EMO'dan Nükleer Santral Sergisi



Sergi kapsamında 150x200 cm ölçülerinde hazırlanan 5 adet poster yer alıyor. İlk poster sunumda Sinop'ta kurulmak istenen nükleer santralın etkileyeceği bölgeye ilişkin görsel dokümanlar eşliğinde çarpıcı bilgiler veriliyor. Nükleer santral için tahsis edilen 10.1 milyon metrekarelik alanın 1415 futbol sahası büyüklüğüne denk geldiğine dikkat çekilen posterde, Sinop'un doğal güzellikleri ve yaşam anları "Türkiye'nin En Mutlu Şehri Sinop" vurgusuyla sunuluyor. Nükleer Santral alanının Bozburun Yaban Hayatı Geliştirme Sahası'na bitişik; Karadeniz'in tek fiyordu olan Hamsilos Tabiat Parkı'na 3.1 km, Aksaz-Karagöl Sulak Alanı'na 4.9 km, Sarıkum Tabiatı Koruma Alanı'na 4.2 km uzaklıkta olduğu belirtiliyor. 

İkinci posterde santralın daha inşaat aşamasında yaratacağı olumsuz çevresel etkiler ortaya konuluyor
- Sahada kazı çalışmalarının 2019 senesinde başlaması ve ilk reaktörün 2025 senesinde devreye alınması planlanmaktadır. Sinop Nükleer Santral çalışması için İnceburun mevkiinde yapılacak hafriyat çalışması ile Sinop-Sakarya illeri arası 550 km uzunluğunda, şerit genişlikleri 15 m olan, 2 şeritli bölünmüş yolun 2 m derinliğinde dolgusu yapılabilir.

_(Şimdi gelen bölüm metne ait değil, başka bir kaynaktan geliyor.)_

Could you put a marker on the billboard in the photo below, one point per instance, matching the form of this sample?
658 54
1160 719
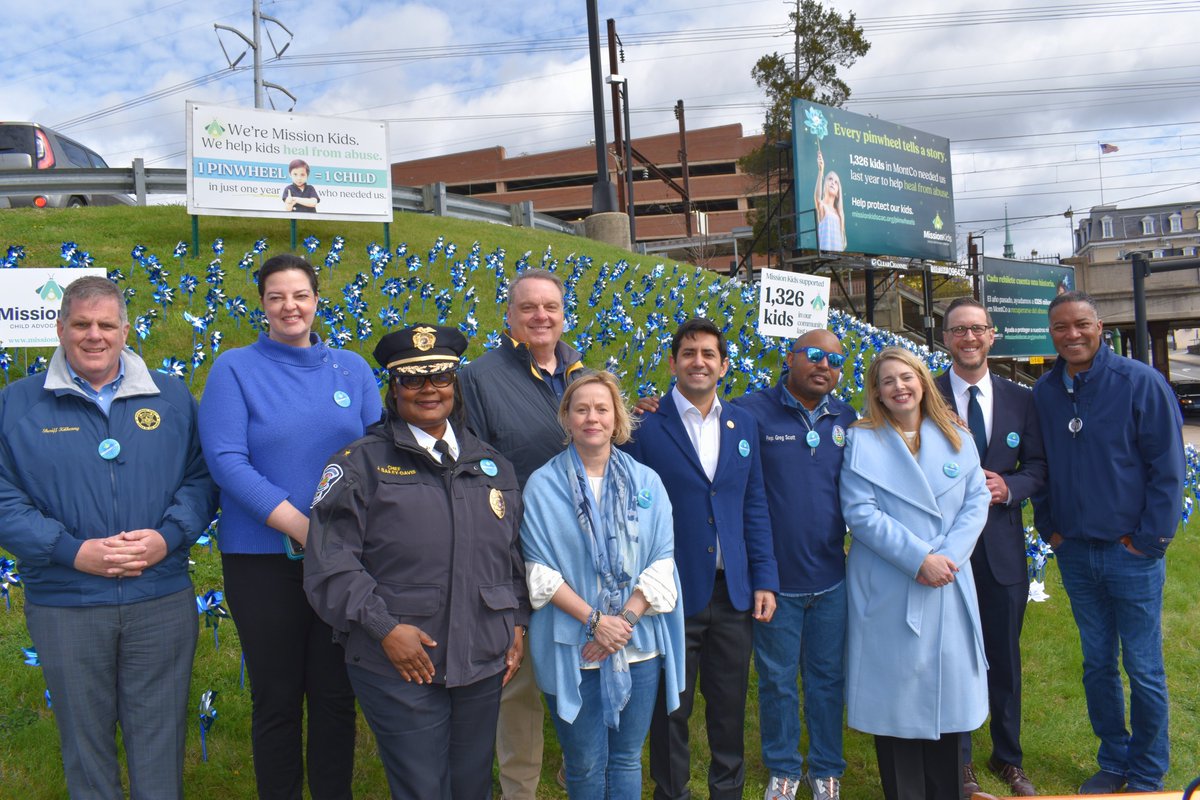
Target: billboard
1017 294
868 186
246 162
29 312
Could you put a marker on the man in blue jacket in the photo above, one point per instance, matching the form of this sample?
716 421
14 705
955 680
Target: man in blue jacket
802 434
707 455
1114 443
102 493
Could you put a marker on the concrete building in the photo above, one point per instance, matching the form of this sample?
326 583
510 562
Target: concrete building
559 184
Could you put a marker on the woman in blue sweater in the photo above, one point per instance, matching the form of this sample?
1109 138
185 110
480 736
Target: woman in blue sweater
271 415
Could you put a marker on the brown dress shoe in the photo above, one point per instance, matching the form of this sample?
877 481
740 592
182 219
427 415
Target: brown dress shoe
1014 776
970 783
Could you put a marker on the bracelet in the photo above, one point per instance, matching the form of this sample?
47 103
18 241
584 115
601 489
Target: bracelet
593 623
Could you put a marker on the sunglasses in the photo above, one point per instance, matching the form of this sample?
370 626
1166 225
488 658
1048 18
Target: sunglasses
439 379
816 355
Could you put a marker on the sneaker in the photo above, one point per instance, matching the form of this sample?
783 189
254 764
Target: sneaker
1103 782
781 788
970 782
825 788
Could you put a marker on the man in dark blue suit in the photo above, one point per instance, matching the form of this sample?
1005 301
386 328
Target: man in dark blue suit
1005 426
707 455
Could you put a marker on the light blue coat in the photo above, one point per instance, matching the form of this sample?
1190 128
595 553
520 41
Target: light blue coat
916 667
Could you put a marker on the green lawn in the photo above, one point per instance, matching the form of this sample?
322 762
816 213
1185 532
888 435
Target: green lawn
1059 745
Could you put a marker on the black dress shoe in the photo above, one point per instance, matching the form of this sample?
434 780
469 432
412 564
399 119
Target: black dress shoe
970 783
1103 782
1014 776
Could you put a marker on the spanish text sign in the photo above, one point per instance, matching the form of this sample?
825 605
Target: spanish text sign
29 312
255 163
792 302
868 186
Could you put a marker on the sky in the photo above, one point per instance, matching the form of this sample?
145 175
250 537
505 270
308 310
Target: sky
1025 90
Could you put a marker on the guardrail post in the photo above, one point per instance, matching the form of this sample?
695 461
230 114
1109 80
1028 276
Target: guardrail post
139 180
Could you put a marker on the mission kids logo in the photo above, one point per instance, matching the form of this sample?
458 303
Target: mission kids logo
49 292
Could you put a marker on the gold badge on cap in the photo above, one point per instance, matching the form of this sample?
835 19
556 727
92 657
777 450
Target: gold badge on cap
424 338
496 500
147 419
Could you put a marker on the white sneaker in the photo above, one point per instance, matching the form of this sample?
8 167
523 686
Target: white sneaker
781 788
825 788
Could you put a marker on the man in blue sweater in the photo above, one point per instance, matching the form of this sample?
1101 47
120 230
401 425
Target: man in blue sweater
102 492
802 434
1114 444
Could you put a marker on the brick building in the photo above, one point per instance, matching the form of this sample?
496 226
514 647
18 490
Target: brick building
559 182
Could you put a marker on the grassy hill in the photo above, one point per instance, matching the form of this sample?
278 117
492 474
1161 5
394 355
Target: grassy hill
622 311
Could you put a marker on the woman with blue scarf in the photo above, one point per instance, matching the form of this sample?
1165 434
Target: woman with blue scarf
606 626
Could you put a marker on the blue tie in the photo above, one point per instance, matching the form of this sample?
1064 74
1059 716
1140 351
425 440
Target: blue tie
975 421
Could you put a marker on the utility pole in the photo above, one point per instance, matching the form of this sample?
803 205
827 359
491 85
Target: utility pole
255 43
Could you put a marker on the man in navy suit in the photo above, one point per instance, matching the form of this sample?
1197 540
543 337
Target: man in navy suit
707 455
1005 426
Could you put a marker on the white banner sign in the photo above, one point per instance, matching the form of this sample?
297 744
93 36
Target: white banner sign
29 312
792 302
247 162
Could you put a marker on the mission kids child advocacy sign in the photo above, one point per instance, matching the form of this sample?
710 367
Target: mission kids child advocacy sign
33 295
868 186
791 302
255 163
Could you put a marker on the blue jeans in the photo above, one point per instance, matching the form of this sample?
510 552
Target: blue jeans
1117 602
601 763
807 636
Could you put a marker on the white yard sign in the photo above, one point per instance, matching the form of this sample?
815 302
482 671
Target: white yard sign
31 296
792 302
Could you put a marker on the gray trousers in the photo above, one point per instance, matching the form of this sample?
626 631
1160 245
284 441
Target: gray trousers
119 665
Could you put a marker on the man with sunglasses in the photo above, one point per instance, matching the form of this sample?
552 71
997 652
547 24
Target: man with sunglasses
1005 426
802 434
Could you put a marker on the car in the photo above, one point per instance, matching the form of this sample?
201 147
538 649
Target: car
1188 394
29 145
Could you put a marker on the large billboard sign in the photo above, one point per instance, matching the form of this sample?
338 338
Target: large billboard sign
29 312
868 186
1018 294
247 162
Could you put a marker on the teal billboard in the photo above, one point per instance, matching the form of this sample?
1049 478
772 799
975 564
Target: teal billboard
868 186
1018 294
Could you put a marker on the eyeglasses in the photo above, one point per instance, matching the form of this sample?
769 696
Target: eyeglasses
816 355
439 379
959 331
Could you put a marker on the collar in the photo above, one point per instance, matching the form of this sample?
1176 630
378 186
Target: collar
685 405
959 386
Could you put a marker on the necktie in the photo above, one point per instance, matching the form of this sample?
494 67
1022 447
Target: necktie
443 447
975 421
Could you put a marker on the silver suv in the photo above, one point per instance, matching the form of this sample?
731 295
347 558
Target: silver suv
29 145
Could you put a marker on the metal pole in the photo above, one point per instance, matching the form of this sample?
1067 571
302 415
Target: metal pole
604 193
617 133
258 55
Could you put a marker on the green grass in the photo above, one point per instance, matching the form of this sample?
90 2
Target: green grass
1059 744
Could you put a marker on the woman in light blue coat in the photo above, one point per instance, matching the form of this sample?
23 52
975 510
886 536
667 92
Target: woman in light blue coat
916 500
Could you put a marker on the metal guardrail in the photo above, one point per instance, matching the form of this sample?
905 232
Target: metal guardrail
139 181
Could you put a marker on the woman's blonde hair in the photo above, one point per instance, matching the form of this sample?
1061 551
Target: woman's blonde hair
933 404
623 421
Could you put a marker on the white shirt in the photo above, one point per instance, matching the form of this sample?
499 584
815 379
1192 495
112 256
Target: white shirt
961 391
706 439
427 441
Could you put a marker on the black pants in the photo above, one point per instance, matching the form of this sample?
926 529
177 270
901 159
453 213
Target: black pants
291 657
718 643
921 769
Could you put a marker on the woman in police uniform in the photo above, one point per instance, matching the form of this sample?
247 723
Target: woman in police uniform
413 558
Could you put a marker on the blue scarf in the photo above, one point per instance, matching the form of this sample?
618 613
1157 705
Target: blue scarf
611 531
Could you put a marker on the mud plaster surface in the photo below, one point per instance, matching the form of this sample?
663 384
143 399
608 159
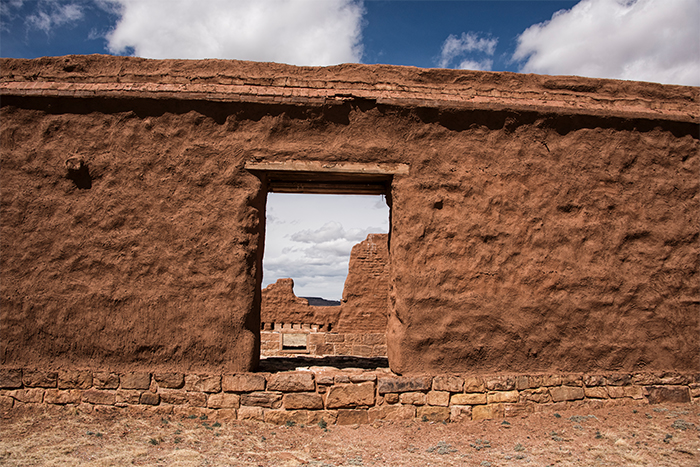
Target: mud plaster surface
528 241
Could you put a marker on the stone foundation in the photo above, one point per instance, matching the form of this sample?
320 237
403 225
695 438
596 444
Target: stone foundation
289 340
350 396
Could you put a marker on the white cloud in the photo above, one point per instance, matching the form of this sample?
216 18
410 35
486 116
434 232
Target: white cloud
469 43
646 40
311 238
298 32
51 14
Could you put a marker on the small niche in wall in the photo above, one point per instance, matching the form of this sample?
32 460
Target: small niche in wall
295 341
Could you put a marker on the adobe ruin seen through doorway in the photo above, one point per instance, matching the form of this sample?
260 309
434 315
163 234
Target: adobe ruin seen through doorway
290 325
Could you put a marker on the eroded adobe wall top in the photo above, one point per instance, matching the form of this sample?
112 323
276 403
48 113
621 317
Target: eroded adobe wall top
232 80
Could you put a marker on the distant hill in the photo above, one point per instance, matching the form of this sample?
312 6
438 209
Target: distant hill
318 301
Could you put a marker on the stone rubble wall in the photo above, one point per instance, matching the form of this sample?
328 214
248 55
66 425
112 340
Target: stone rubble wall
324 343
336 396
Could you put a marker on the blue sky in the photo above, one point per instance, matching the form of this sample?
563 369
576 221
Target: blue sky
646 40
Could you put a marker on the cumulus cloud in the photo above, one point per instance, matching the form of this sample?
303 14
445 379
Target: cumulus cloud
51 14
645 40
298 32
311 238
454 49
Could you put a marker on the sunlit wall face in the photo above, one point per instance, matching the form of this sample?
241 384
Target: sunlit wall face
309 238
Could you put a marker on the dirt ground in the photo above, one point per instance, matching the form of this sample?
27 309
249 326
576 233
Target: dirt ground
659 435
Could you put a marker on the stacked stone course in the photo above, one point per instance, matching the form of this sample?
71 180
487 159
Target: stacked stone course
351 396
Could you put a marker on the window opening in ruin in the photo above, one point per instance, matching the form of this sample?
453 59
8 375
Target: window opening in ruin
321 216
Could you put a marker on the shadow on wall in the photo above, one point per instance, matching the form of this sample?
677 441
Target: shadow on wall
291 326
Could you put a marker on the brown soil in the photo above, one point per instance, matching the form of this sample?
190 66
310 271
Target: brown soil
663 435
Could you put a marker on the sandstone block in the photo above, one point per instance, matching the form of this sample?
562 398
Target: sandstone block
594 380
149 398
350 395
488 412
459 413
518 410
374 339
291 382
544 381
503 396
438 398
324 349
62 397
633 392
250 413
6 403
10 379
136 380
223 401
226 414
468 399
392 412
127 396
448 383
352 417
302 400
342 379
170 380
98 397
39 379
659 394
646 379
196 399
74 379
387 384
28 396
325 380
363 377
618 379
173 397
474 384
271 400
353 338
433 414
282 417
413 398
566 393
105 380
335 338
194 412
202 383
317 338
328 416
572 380
246 382
500 383
538 395
391 398
675 378
522 382
361 350
596 392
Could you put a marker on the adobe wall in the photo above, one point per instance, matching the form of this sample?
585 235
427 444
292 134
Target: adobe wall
547 224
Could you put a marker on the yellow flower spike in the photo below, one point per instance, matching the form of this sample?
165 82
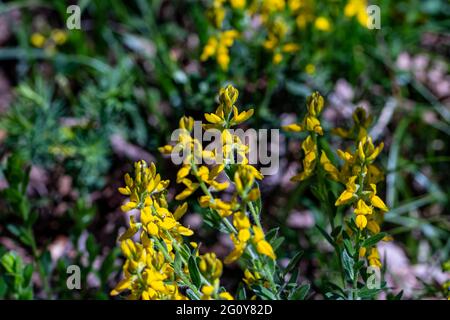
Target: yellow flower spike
376 152
237 4
59 36
374 258
362 208
183 173
241 221
184 231
315 104
361 221
180 211
37 40
373 226
210 49
131 231
349 193
125 191
238 183
265 248
213 118
376 201
152 229
128 248
129 206
121 286
322 24
362 252
277 58
228 97
241 117
244 235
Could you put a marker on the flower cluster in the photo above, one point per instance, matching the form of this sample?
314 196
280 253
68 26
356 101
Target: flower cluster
233 168
356 171
156 266
280 21
312 126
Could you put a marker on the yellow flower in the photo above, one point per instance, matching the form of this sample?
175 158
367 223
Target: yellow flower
310 69
37 40
58 36
362 252
349 193
361 221
357 8
210 266
322 24
374 258
237 4
362 208
277 58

- Bu santralın en az 6 yıl süreceği öngörülen inşaat süresince milyonlarca ton çimento üretiminden ve diğer iş makinelerinden çıkacak sera gazları, toz, gürültü, titreşim ve tüm kirletici unsurların Sinop kent merkezi ve 30 km çaplı alanda bulunan karasal ve sucul yaşam alanlarına etkisi hesaplanamamaktadır.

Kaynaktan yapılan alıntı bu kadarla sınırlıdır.